[Math] Is $\mathbb R$ with usual topology a Hausdorff space

Question

$\mathbb R$ with usual topology is a Hausdorff space. By the definition of Hausdorff space, for any two distinct point in $\mathbb R$ we can find disjoint neighbourhoods… Now consider the set $A$=$\{{{1}\over{n}}\}$ where $n\in \mathbb N$. We know that the sequence $\{{{1}\over{n}}\}$ converges to "$0$". Clearly $0$ does not belong to $A$, that is every point in $A$ and the point $0$ are distinct. Hence by definition of Hausdorff space we can find a neighbourhood of $0$ which does not intersect $A$. This shows that $0$ is not a limit point.
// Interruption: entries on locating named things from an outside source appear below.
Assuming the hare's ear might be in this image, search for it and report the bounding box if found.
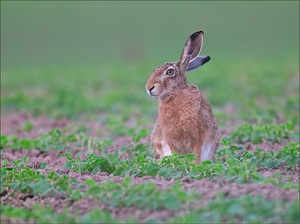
[186,56,210,72]
[179,31,204,71]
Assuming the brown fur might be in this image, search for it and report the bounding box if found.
[146,31,220,163]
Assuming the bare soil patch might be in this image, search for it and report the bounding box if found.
[1,113,299,223]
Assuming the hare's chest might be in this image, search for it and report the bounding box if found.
[159,102,199,140]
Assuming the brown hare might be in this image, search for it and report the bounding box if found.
[146,31,220,163]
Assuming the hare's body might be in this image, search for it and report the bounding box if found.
[146,32,220,162]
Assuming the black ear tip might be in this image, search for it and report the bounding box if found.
[190,31,204,41]
[205,56,211,63]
This is contradiction to ${{1}\over {n}}\rightarrow 0$. Is my opinion is correct? please spot where i make mistake?
my thought: consider every point in $A$ and the point $0$, we can get disjoint neighbourhoods because they are disjoint. In this way of thinking I am getting lot of complications.. what can I do?

Answer 1

You didn't take a point, you took a sequence of points. That's not just one point, that's infinitely many points.

Each $\frac1n$ and $0$ can be easily separated by the intervals $(-1,\frac1{4n})$ and $(\frac1{2n},2)$.